Chibuike Ohizu

Personal information
- Date of birth: 18 September 1996 (age 29)
- Place of birth: Onitsha, Nigeria
- Position: Forward

Team information
- Current team: Siwelele (on loan from Sekhukhune United)
- Number: 20

Senior career*
- Years: Team / Apps / (Gls)
- Inter FC Enugu
- 2016–2018: Leruma United
- 2018–2021: Jomo Cosmos / 37 / (3)
- 2020–2021: → Sekhukhune United (loan) / 9 / (2)
- 2021–: Sekhukhune United / 92 / (27)
- 2025–: → Siwelele (loan) / 2 / (0)

= Chibuike Ohizu =

Nigerian footballer (born 1996)

Chibuike Ohizu (born 18 September 1996) is a Nigerian professional footballer who plays as a forward for South African Premier Division club Siwelele, on loan from Sekhukhune United.

==Career==
Born in Onitsha, Ohizu played for Nigeria National League club Inter FC Enugu before moving to Kempton Park, South Africa and was recruited to the Future of Africa Academy by Abayomi Adebayo in 2015. In 2016, he signed for Gauteng-based SAFA Second Division side Leruma United.

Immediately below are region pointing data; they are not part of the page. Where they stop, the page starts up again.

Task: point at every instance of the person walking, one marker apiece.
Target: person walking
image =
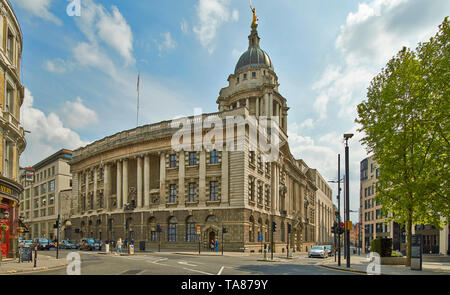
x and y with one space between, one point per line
119 246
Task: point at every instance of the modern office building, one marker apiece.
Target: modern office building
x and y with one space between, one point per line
375 225
12 137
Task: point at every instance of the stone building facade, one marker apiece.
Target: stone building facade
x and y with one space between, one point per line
12 139
40 203
129 184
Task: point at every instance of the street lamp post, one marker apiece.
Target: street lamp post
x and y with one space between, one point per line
347 196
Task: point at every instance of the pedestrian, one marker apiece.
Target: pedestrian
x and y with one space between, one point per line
119 245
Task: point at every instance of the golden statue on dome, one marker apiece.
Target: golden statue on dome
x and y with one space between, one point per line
255 17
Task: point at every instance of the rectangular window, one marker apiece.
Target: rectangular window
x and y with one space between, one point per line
101 200
213 191
51 199
192 158
51 186
172 232
192 192
173 161
214 157
10 47
173 193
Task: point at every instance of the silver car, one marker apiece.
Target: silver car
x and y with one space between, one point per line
318 251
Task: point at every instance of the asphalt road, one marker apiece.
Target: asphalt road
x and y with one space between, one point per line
162 263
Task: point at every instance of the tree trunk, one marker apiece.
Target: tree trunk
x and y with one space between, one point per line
408 241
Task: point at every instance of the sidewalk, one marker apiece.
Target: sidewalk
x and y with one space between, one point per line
359 264
44 262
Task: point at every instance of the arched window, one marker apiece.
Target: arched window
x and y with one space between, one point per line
251 230
212 218
172 233
153 235
191 233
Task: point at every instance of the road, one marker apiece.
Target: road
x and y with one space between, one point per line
161 263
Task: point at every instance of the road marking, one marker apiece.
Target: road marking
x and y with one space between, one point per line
185 263
199 271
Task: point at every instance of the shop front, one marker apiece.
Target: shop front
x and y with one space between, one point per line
9 214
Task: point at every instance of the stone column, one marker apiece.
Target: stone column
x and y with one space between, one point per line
224 186
95 188
107 185
270 104
257 107
443 239
139 182
266 104
181 174
202 179
162 178
119 184
125 182
146 180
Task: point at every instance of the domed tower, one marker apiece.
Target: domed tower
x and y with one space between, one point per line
254 84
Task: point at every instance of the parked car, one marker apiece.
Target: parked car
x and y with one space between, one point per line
51 243
42 244
330 250
318 251
28 243
89 244
66 244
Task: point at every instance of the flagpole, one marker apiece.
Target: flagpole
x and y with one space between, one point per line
137 112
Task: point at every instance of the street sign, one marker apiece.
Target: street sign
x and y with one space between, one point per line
348 225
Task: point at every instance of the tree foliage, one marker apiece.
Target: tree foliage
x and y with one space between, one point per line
406 124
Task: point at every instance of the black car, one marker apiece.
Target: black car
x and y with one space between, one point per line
42 244
89 244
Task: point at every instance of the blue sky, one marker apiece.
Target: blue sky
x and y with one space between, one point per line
80 72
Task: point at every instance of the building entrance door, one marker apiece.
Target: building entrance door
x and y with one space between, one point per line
212 238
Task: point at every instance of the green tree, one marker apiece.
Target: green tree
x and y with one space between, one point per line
406 124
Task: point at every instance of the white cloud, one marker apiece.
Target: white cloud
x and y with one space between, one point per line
48 134
114 31
211 15
77 116
111 28
57 66
184 26
367 40
39 8
167 44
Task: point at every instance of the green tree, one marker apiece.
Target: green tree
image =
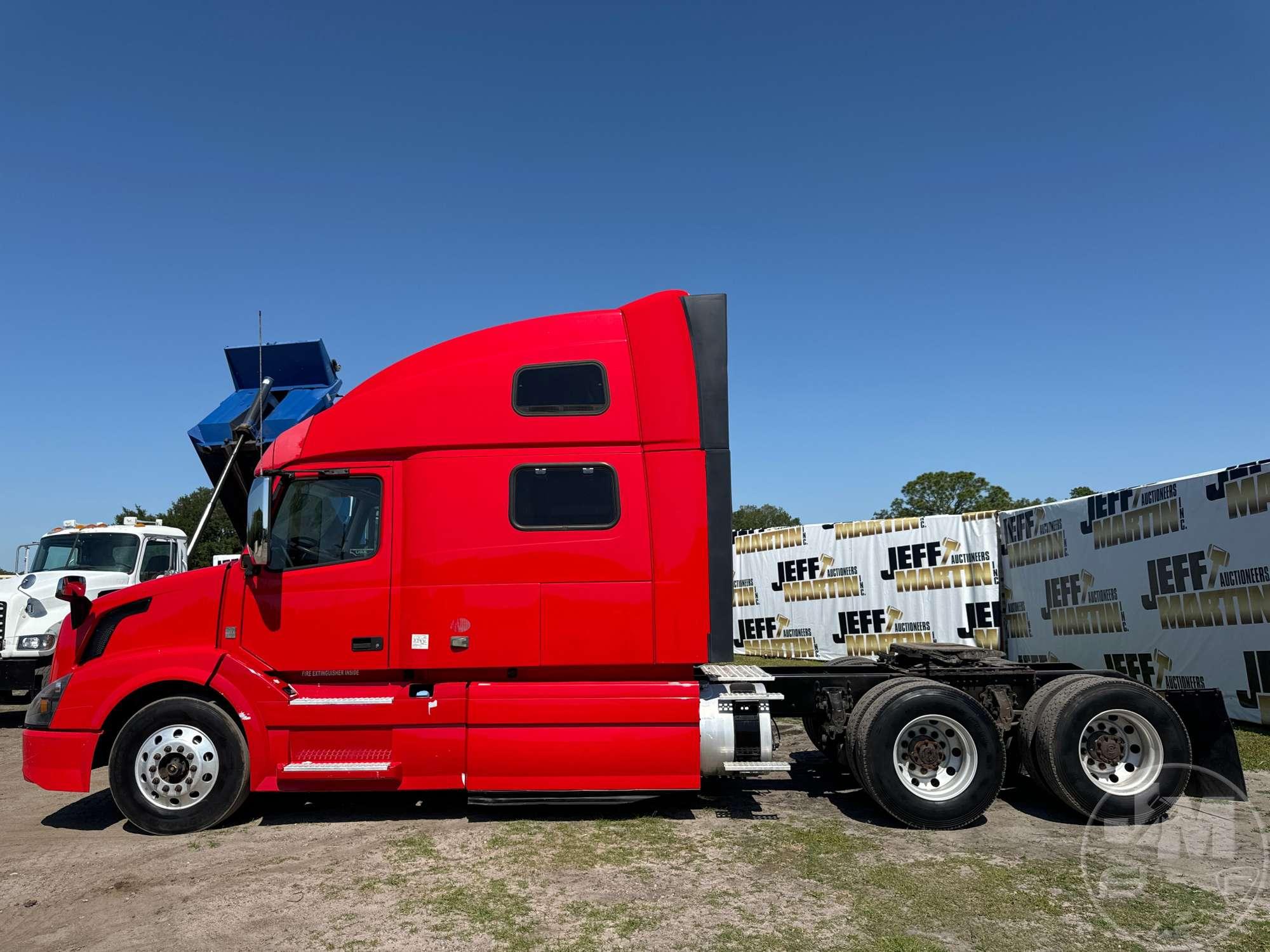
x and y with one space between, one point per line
943 493
185 513
139 512
219 536
761 517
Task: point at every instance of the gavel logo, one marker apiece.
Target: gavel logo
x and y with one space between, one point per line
1220 558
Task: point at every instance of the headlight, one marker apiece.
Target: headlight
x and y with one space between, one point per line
37 643
45 706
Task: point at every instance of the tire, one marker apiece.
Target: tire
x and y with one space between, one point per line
849 662
930 756
168 738
1103 718
862 710
1033 710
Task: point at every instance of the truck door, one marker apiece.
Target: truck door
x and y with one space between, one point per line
323 601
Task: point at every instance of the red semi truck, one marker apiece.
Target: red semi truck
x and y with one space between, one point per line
504 565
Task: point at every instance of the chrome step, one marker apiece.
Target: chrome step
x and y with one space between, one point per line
735 672
730 696
323 700
311 767
756 766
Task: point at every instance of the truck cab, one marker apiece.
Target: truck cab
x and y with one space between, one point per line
109 558
493 567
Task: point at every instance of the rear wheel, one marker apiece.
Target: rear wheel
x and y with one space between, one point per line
1113 751
1033 710
930 756
180 766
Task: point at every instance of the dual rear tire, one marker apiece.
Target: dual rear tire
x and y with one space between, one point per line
926 753
1112 750
934 758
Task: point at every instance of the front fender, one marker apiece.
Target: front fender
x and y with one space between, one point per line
253 695
97 689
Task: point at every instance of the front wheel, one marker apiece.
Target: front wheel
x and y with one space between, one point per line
180 766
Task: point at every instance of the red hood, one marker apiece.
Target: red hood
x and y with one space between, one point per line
184 611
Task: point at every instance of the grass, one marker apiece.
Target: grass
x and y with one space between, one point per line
1254 746
773 662
589 845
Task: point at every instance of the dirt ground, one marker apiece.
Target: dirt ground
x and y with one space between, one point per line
774 863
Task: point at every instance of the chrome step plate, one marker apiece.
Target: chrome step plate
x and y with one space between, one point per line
735 672
311 767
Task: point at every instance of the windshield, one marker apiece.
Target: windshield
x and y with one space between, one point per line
91 552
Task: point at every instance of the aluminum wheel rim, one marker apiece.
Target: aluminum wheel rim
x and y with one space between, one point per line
177 767
1122 753
935 758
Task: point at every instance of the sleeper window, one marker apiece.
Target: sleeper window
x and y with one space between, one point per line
561 390
582 497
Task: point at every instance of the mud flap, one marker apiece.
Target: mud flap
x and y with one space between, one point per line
1213 748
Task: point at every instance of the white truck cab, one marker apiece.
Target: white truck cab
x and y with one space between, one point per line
109 558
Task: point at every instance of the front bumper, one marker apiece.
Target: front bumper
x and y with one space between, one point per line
25 673
59 760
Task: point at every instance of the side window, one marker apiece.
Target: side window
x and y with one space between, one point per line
159 559
326 521
565 497
561 390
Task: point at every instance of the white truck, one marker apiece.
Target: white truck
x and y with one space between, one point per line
109 557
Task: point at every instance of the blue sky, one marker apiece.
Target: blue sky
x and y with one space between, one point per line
1028 241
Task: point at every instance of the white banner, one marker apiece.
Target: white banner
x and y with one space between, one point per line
1168 583
853 588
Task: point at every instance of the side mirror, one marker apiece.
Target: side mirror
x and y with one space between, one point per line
72 587
74 590
256 553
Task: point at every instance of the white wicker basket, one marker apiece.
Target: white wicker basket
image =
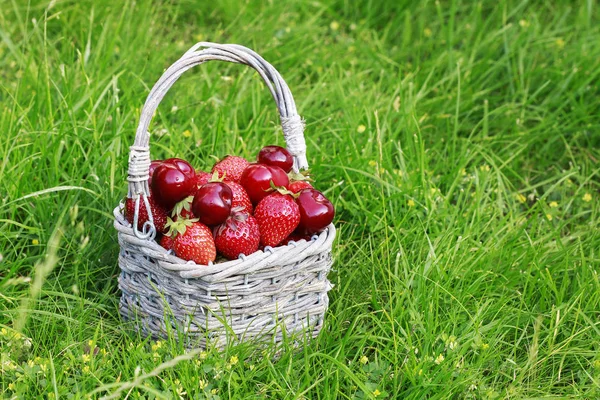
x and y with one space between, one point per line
267 294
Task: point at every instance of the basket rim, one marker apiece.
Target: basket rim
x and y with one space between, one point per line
295 251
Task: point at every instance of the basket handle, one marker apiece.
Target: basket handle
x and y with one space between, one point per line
291 123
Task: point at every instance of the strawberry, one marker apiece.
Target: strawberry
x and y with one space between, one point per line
166 242
232 167
299 180
238 235
159 213
183 209
193 241
277 216
297 186
201 178
240 198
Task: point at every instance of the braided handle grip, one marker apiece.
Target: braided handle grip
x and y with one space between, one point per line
292 124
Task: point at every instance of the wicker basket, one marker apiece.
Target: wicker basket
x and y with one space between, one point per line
268 294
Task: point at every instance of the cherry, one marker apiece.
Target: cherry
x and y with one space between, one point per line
212 203
257 178
171 185
153 165
182 165
316 212
276 156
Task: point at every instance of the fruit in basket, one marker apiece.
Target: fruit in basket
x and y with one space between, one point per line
212 203
202 178
230 168
171 184
182 165
240 198
297 186
276 156
316 211
257 179
277 215
183 209
153 165
166 242
193 241
238 235
159 213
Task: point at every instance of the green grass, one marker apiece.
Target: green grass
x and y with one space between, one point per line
468 252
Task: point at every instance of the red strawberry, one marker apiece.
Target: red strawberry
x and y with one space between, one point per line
159 213
238 235
277 216
232 167
193 241
166 242
297 186
202 178
240 198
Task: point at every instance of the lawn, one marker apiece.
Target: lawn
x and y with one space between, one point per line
459 142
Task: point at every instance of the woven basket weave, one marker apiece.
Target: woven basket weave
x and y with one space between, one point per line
267 294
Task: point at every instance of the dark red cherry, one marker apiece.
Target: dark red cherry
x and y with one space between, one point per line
153 165
182 165
171 185
212 203
316 212
276 156
257 178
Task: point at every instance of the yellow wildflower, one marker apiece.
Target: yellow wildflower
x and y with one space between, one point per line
587 197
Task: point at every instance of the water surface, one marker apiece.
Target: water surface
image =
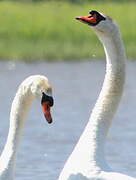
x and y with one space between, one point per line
44 148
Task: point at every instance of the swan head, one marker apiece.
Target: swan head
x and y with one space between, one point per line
101 23
38 86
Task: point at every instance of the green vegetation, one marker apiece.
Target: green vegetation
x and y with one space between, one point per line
47 30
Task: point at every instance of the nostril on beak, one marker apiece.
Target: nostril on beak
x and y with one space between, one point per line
78 17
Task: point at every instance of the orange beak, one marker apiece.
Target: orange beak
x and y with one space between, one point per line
90 19
46 111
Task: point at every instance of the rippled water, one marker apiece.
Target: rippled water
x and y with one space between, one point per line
45 148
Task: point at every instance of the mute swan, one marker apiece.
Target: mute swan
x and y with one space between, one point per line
87 161
32 87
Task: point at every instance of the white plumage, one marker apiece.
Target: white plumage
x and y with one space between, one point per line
30 88
87 161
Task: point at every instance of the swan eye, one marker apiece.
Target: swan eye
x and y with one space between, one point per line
47 102
46 98
93 19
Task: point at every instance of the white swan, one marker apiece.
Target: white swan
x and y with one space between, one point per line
32 87
87 161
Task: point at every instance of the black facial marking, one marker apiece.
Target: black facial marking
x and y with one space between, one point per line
46 98
99 17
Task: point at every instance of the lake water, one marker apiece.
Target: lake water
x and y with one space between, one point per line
45 148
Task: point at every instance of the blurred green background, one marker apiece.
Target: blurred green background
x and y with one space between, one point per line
46 30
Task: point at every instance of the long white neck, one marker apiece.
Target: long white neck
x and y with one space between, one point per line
19 110
90 147
109 98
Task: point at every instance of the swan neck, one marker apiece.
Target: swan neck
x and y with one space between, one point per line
109 98
18 113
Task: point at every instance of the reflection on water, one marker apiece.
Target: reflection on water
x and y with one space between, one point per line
45 148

He joined Jomo Cosmos in 2018 after playing in a friendly match against them. Ohizu joined Sekhukhune United on loan during the 2020–21 season and joined the club permanently after they won the National First Division and were promoted to the South African Premier Division at the end of the season.

In September 2025, Ohizu joined fellow Premier Division side Siwelele on a season-long loan, with the option to make the deal permanent at the end of the season.